1. A collaborative data appliance for database consolidation and systems integration, comprising:

a computer processing system enabled to consolidate and integrate databases;

at least one internal software module that collects and combines data from the databases and is operatively coupled to the computer processing system; and

a discovery component coupled to the at least one internal software module that formulates queries and arranges the data into customizable views based on the formulated queries.

2. The collaborative data appliance of claim 1, wherein the at least one internal software module are at least one of clusterable, flexible, or expandable.

3. The collaborative data appliance of claim 1, further comprising an extraction component that caches the data into a temporary database on the collaborative data appliance.

4. The collaborative data appliance of claim 3, further comprising a reporting component that composes reports from the data in the temporary database and directs the reports to a computer display or printer.

5. The collaborative data appliance of claim 1, wherein the discovery component utilizes artificial intelligence (AI) and user input (UI) to formulate the queries.

6. The collaborative data appliance of claim 5, wherein users rate results of the queries, and rating information would then be reported back to collaborative data appliance and used for future queries.

7. The collaborative data appliance of claim 6, wherein the queries are generated down to four levels deep.

8. The collaborative data appliance of claim 1, wherein number of modules is determined by a user's needs and number of collaborative data appliances is determined by a number of users.

9. A collaborative data appliance for database consolidation and systems integration, comprising:

a computer processing system enabled to consolidate and integrate databases;

at least one internal software module that collects and combines data from the databases and is operatively coupled to the computer processing system;

a discovery component coupled to at least one internal software module that formulates queries and arranges the data into customizable views based on the formulated queries; and

an extraction component coupled to at least one internal software module that caches the data into a temporary database on the collaborative data appliance.

10. The collaborative data appliance of claim 9, wherein number of modules is determined by a user's needs and number of collaborative data appliances is determined by a number of users.

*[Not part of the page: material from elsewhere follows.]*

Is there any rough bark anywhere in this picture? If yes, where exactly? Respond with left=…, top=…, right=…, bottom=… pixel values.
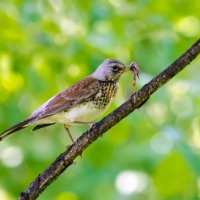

11. The collaborative data appliance of claim 9, wherein the collaborative data appliance is located centrally, in direct contact with a data source.

12. The collaborative data appliance of claim 9, wherein the collaborative data appliance is located remotely, at a secure site.

13. The collaborative data appliance of claim 9, wherein the discovery component utilizes artificial intelligence (AI) and user input (UI) to formulate the queries.

14. The collaborative data appliance of claim 9, further comprising a reporting component that composes reports from the data in the temporary database and directs the reports to a computer display or printer.

15. A computer-implemented method for database consolidation and systems integration, using a processor coupled to memory, comprising:

entering requested parameter values via a user interface screen;

mapping external data fields for each external data source;

storing field mapping parameters within a configuration database;

designing data display screens or data reports; and

executing the data display screens or data reports.

16. The method of claim 15, further comprising displaying a user interface screen through which a user specifies search criteria.

17. The method of claim 16, further comprising submitting query statements based upon the search criteria provided.

18. The method of claim 17, further comprising extracting matching data records, parsing and caching data into a temporary relational database.

19. The method of claim 18, further comprising sorting and displaying the parsed data records.

20. The method of claim 19, further comprising purging the temporary relational database.